To determine the relationships among CmWC-1, CmWC-2, CmWC-3, and CmVVD, a protein pull-down assay was performed. After CmWC-1-His, CmWC-2-GST, and His-megbeads were incubated together in vitro, both the eluent and residues from the His-megbeads could detect CmWC-2-GST by western blot assay. However, the combined signal was not detected after replacing CmWC-2-GST with the GST-tag protein (Figure 7A). This indicates that CmWC-2 interacted with CmWC-1 in C. militaris. The CmWC-2-GST protein was detected in the eluent and residues from the His-megbeads when CmVVD-His instead of CmWC-1-His was used (Figure 7B). Thus, CmVVD also interacted with CmWC-2. In addition, CmWC-3 was present in the eluent and residues from the His-megbeads when CmWC-3-GST instead of CmWC-2-GST was used in the protein pull-down assay (Figures 7C, D). This suggests that CmWC-3 also interacts with CmWC-1 and CmVVD. Thus, CmWC-1 not only interacts with CmWC-2 to form the WCC complex but also interacts with CmWC-3 to form this complex. Moreover, CmVVD inhibits the activity of CmWC-2 and CmWC-3 by interacting with them.

FIGURE 7

Figure 7. The relationship of CmWC-1, CmWC-2, CmWC-3, CmVVD, and CmPKS. Panels (A–D) respectively indicates the protein pull-down result of CmWC-1 with CmWC-2, CmVVD with CmWC-2, CmWC-1 with CmWC-3, and CmVVD with CmWC-3. Lane 1, GST + CmWC-1-His or CmVVD-His megbeads; lane 2, CmWC-2-GST or CmWC-3-GST + CmWC-1-His or CmVVD-His megbeads; lane 3, GST + CmWC-1-His or CmVVD-His elute; lane 4, CmWC-2-GST or CmWC-3-GST + CmWC-1-His or CmVVD-His elute. GST, CmWC-2-GST, and CmW-C3-GST as a control. (E) The GATA box analysis of the CmPKS promoter. (F–G) The binding analysis of CmWC1 and CmWC3 with two GATA box of the CmPKS promoter.
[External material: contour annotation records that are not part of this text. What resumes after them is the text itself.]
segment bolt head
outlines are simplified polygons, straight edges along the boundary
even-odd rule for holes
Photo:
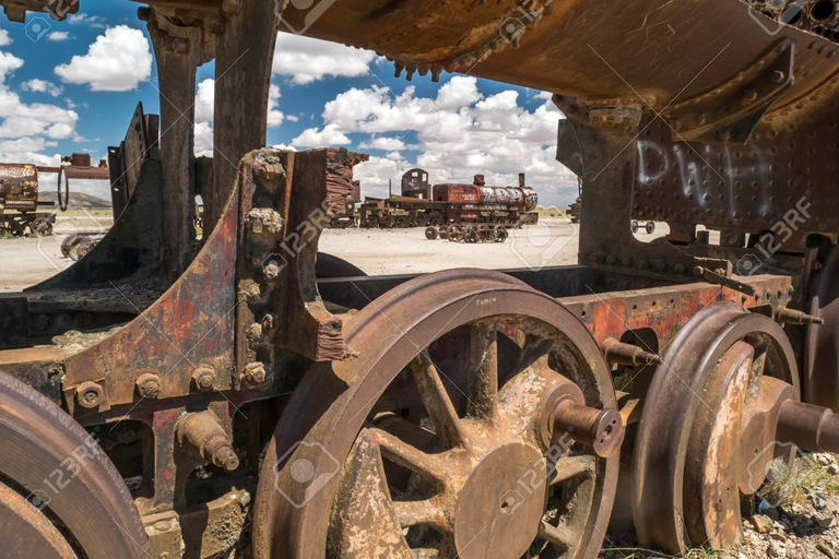
[[[161,378],[151,372],[141,374],[137,379],[137,391],[142,397],[157,399],[161,396]]]
[[[75,389],[75,401],[85,409],[99,407],[105,396],[102,385],[96,382],[82,382]]]
[[[261,384],[265,382],[265,366],[259,361],[246,365],[243,371],[243,378],[249,384]]]
[[[201,392],[215,389],[215,369],[209,365],[202,365],[192,371],[192,382]]]

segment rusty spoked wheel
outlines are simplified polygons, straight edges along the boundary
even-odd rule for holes
[[[598,555],[623,426],[575,316],[461,270],[393,289],[346,328],[357,358],[309,370],[269,447],[258,558]]]
[[[0,542],[10,559],[150,557],[128,488],[93,437],[2,372]]]
[[[734,304],[700,311],[655,371],[635,447],[634,515],[643,546],[678,555],[742,537],[741,498],[794,449],[781,411],[799,400],[783,329]]]

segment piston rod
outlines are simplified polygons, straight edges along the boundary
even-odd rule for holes
[[[778,415],[778,438],[808,452],[839,452],[839,415],[826,407],[787,401]]]
[[[621,451],[625,429],[617,409],[596,409],[565,397],[554,407],[553,421],[555,441],[566,432],[576,442],[593,449],[598,456],[611,457]]]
P1 and P2, indicate the GATA box.

CmWC-3 directly bound with the CmPKS promoter

To determine whether the WCC complex of CmWC1 with CmWC3 regulates CmPKS expression, an EMSA assay was performed. There are two GATA boxes in the transcriptional regulation region of CmPKS promoter (Figure 7E). In EMSA assay, CmWC1-His protein did not bind with any of the two GATA boxes (Figure 7F), but CmWC3-GST protein could bind with the two GATA boxes (Figure 7G). These results indicated that the WCC complex of CmWC1 with CmWC3 regulated CmPKS expression by CmWC3 directly binding with the GATA box of CmPKS promoter.
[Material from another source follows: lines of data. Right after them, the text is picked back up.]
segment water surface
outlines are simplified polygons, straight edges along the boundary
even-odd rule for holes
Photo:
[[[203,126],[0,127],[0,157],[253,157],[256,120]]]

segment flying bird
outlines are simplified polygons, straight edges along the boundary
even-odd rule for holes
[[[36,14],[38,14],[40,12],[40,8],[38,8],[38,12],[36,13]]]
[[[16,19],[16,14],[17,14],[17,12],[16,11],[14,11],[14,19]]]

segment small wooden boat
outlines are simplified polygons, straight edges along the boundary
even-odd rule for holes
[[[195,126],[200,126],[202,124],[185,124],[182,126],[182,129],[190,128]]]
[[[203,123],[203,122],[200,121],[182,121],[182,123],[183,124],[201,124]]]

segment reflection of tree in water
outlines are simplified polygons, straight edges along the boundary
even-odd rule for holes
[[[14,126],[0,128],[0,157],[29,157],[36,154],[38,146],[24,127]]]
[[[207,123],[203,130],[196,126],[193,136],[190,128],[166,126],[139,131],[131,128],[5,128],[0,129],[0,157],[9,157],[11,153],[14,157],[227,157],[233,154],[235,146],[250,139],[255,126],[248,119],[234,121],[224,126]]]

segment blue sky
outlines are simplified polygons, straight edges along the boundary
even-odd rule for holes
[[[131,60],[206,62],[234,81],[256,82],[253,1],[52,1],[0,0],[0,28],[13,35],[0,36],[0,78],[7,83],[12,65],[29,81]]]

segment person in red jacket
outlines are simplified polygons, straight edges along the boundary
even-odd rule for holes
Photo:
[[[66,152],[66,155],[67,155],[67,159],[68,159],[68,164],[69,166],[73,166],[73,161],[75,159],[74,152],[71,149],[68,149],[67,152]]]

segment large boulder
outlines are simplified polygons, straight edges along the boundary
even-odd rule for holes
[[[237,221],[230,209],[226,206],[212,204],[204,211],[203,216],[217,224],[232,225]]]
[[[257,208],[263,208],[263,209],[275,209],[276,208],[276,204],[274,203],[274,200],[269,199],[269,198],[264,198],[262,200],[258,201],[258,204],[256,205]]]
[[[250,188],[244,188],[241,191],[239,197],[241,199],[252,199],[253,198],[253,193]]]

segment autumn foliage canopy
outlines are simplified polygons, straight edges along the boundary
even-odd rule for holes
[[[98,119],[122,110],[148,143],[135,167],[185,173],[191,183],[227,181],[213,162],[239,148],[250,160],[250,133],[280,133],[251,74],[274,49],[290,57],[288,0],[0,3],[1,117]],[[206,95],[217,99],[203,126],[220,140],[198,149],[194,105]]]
The albino mutation affected cordycepin accumulation in Alb

To explore the effect of color change on cordycepin biosynthesis, the contents of cordycepin and adenosine were analyzed. In the fruiting body, cordycepin was significantly reduced in Alb, while adenosine did not differ between WT and Alb (Figure 8A). This indicated that the albino mutation repressed cordycepin biosynthesis.

FIGURE 8

Figure 8. Expression analysis of genes related cordycepin biosynthesis. (A) Compare of cordycepin and adenosine contents in the fruiting body of WT and Alb; (B) heatmap analysis of CCM_06504, CCM_04317, CmNT5E (CCM_00622), CCM_02831, CCM_007479, CCM_01353, CCM_04983, CCM_05024, CCM_03216, CCM_09682, CCM_04505, CCM_04436, and CCM_04437 based on their FPKM values in the WT, WTL, Alb, and AlbL samples; (C–F) expression analysis of CCM_02831, CmNT5E (CCM_00622), CCM_06504, and CCM_03216 in the mycelia under dark and light treatment, and fruiting body. One and two asterisks denote significance relative to WT (Student’s t-test; *p < 0.05 and **p < 0.01).
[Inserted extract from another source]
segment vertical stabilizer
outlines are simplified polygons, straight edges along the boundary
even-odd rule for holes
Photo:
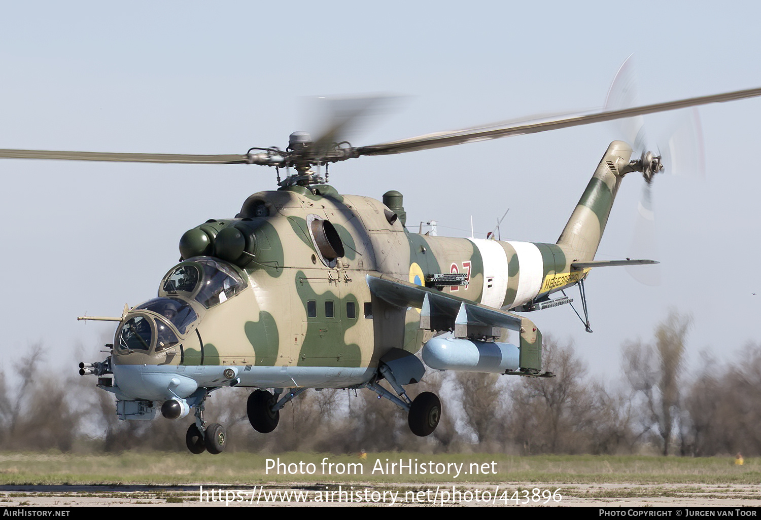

The FPKM values of 13 genes related to cordycepin biosynthesis were compared between WT and Alb under dark and light conditions (Figure 8B). Under dark, only IMP-specific 5′-nucleotidase 1 (CCM_06504) and adenosine nucleosidase (CCM_09682) were down-regulated in the mycelia of Alb, while other genes exhibited no difference in expression between WT and Alb (Figure 8B). Under light, CCM_09682 was up-regulated in the mycelia of Alb (Figure 8B), whereas other genes did not differ in expression (Figure 8B). These results suggested that the expression of most genes related to cordycepin biosynthesis was not affected by the light signal and albino mutation.

A similar phenomenon was observed in the qRT-PCR assay (Figures 8C–F and Supplementary Figures 4A–I). In the fruiting body, the expression levels of 5′-nucleotidase precursor (CCM_02831), 5′-nucleotidase CmNT5E (CCM_00622), CCM_06504, and ferritin/ribonucleotide reductase-like protein (CCM_03216) were lower in Alb than in WT (Figures 8C–F), and the expression levels of other genes were not differ (Supplementary Figures 3A–I). These results indicated that the reason for the reduction in the cordycepin content in the fruiting body of Alb may be the low expression of CCM_02831, CmNT5E, CCM_06504, and CCM_03216.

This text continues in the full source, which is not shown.